The economic impact of rising house prices has yet to show through clearly. When people find their houses are rising in value, they feel richer and so tend to spend more. That boosts the economy, but it does so in an unsustainable way. In the late Eighties this took an extreme form. Savings dwindled and imports surged, and people used the cash to buy foreign goods. There has been a less extreme version of the 1988 experience this year. Up to now things are still under control, thanks in part to the slow-down in growth in the early part of this year. But if house prices are allowed to carry on rising, just the same dangers will arise. This gives the dark tinge to the silver clouds, and it will be down to the Bank of England to make sure that the dark patches do not grow and envelop the whole sky.

Whatever the BoE does today, expect the Chancellor to make light of it. Rising interest rates? Well, that is just a sign of the strength of the economy, and anyway that is not the Treasury's department these days. Instead we will get a lecture on the Government's prudence; how sound finances will be maintained in the run-up to the election, and how, thanks to these, it will be possible both to spend more money on government priorities and to cut taxes. We shall not get any details of tax cuts, for those will come in the Budget next March. But we shall get a few little chunks of additional spending, and an optimistic assessment for growth next year. Expect Mr Brown to say, too, that the still-expanding economy at last makes full employment an attainable goal.

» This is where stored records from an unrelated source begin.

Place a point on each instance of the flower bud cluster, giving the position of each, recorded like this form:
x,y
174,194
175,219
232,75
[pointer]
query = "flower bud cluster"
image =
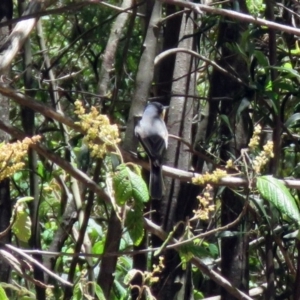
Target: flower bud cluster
x,y
97,126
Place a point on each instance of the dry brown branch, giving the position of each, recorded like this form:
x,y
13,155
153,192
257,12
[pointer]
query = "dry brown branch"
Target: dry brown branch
x,y
199,8
154,229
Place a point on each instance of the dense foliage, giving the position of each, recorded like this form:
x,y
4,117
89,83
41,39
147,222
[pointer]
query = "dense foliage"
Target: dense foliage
x,y
76,221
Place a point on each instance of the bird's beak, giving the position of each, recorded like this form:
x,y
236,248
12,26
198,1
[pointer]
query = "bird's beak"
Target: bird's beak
x,y
164,112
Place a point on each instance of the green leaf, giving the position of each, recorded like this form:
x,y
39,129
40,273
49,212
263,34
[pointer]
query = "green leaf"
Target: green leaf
x,y
274,191
135,225
261,58
22,225
99,292
128,184
130,275
2,294
292,119
139,188
122,185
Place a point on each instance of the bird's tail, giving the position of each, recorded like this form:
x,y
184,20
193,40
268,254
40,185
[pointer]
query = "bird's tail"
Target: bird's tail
x,y
156,182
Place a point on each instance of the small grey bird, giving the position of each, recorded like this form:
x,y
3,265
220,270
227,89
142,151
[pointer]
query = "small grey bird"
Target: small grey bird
x,y
152,133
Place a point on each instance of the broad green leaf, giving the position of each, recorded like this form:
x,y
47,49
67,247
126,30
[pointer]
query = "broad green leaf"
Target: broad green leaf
x,y
22,225
292,119
122,185
135,225
130,275
99,292
276,192
128,184
2,294
139,188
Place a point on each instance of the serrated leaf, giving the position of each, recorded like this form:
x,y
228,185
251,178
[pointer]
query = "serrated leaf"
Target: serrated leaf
x,y
135,225
139,188
122,184
22,225
292,119
128,184
2,294
130,275
99,292
271,189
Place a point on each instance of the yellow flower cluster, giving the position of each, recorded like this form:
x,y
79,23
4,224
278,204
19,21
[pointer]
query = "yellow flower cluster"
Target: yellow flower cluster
x,y
11,156
263,157
254,141
97,126
207,177
205,204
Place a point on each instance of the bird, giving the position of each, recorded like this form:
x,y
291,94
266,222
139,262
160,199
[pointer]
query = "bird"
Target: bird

All too good to be true? The Chancellor will deserve credit for having kept the UK growing reasonably steadily through the last two years of what has now been a seven-year boom. Give him a cheer. Part of that is due to the decision to give the Bank of England the power to set interest rates. That is worth another cheer.

But remember that much of the success of our economy is the result of being English-speaking, and, like other English-speaking nations, having made big structural reforms well ahead of the Continent and Japan. That does not warrant a cheer, because it has nothing to do with him.

The real test is to come. Those dark patches will loom larger over the next 18 months. Rising interest rates through the autumn will give a hint of these worries, though the problems are as much abroad as at home.

Chancellors really show their class when an economy hits rougher times. The man is doing fine, but he has not yet been tested.